# General thoughts on skwatz multiple times a week?



## StoicHouse (May 13, 2016)

This is probably buried deep within the reach already, but what is the consensus on squatting multiple times a week? Is it optimal for development? Or is it another fad, just something to make money on? Obviously, this is a question for the bodybuilding side.


----------



## bigdog (May 13, 2016)

I squat twice a week. Saturday morning and Wednesday evenings usually..


----------



## StoicHouse (May 14, 2016)

Do you do a full leg workout?

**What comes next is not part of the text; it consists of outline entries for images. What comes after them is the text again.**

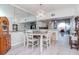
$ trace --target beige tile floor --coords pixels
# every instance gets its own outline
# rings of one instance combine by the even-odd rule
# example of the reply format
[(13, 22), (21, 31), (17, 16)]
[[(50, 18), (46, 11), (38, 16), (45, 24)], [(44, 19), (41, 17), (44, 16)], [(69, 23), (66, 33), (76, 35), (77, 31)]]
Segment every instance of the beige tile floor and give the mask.
[(44, 49), (42, 53), (40, 53), (39, 47), (32, 50), (31, 48), (20, 45), (10, 49), (6, 55), (79, 55), (79, 51), (70, 49), (67, 39), (67, 36), (60, 36), (51, 47)]

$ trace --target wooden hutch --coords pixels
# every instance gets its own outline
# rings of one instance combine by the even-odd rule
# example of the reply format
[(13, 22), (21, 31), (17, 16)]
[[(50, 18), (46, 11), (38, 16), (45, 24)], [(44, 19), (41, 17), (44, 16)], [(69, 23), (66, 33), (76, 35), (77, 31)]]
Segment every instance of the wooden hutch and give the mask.
[(79, 49), (79, 16), (75, 17), (75, 31), (77, 35), (77, 49)]
[(10, 48), (9, 20), (7, 17), (0, 17), (0, 55), (6, 54)]

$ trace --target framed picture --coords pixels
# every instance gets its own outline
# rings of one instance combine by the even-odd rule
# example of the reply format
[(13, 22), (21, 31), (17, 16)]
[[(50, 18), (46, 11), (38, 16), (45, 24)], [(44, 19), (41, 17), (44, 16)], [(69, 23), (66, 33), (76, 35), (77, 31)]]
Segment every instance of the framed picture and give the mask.
[(18, 25), (17, 24), (13, 24), (13, 31), (18, 31)]

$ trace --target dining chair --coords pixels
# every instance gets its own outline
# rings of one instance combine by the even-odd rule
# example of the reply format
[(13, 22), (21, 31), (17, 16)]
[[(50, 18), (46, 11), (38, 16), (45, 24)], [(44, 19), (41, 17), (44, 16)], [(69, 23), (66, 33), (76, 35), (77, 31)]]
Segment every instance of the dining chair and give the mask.
[(27, 34), (27, 47), (37, 47), (39, 45), (39, 40), (34, 38), (33, 34)]
[(50, 36), (50, 32), (46, 33), (45, 35), (43, 35), (43, 48), (48, 48), (51, 45), (51, 36)]

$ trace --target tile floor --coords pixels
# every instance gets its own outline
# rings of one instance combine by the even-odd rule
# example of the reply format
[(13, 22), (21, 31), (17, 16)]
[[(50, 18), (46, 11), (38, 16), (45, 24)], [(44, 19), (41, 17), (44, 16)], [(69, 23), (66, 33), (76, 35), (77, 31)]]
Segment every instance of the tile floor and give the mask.
[(70, 49), (68, 45), (67, 36), (59, 38), (56, 43), (51, 47), (44, 49), (42, 53), (40, 53), (39, 48), (31, 48), (18, 46), (16, 48), (12, 48), (6, 55), (79, 55), (79, 51), (76, 49)]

Or just extra squats?


----------



## Dex (May 14, 2016)

I squat every day...usually just to pick up something off of the floor though.


----------



## StoicHouse (May 14, 2016)

Shit... I gotta get in that program.


----------



## ToolSteel (May 14, 2016)

I squat a minimum of twice a week. Works well for me.


----------



## PillarofBalance (May 14, 2016)

Frequency is king in my opinion.  However don't do competition squat with high frequency. Do once per week and any additional squatting can be done as a conjugate for assistance... pause squats ssb squats box squats and so on


----------



## Milo (May 14, 2016)

I used to squat 3 times a week and I got weak as ****. The warm up weight felt like 800 pounds and my form went to shit. It just beat my down. Now I squat twice a week and I've found it to be my sweet spot. On Monday I squat to a heavy single @9 and on Wednesday I squat to a triple @9 then do accessory work. Been hitting PRs weekly.


----------



## LeanHerm (May 14, 2016)

I was the gay dude at the gym who did legs once per week. Joined up with strength first and now I'm that gay dude who does some sort of legs a few times a week. That's why my booty and legs no longer fit into my skinny jeans.


----------



## ECKSRATED (May 14, 2016)

I personally like twice a week. One day for sets of 5s or 3s and then one day for speed. Works well for me.


----------



## bigdog (May 14, 2016)

ECKSRATED said:


> I personally like twice a week. One day for sets of 5s or 3s and then one day for speed. Works well for me.



×2 for me. Heavy 1 day and speed the second day. Works very well for me...


----------



## StoicHouse (May 14, 2016)

Sick. Thanks gents.


----------



## Bigmike (May 14, 2016)

Twice a week, heavy low rep day plus high rep/speed low weight day works best for me. Seems to make me grow faster than once a week did.


----------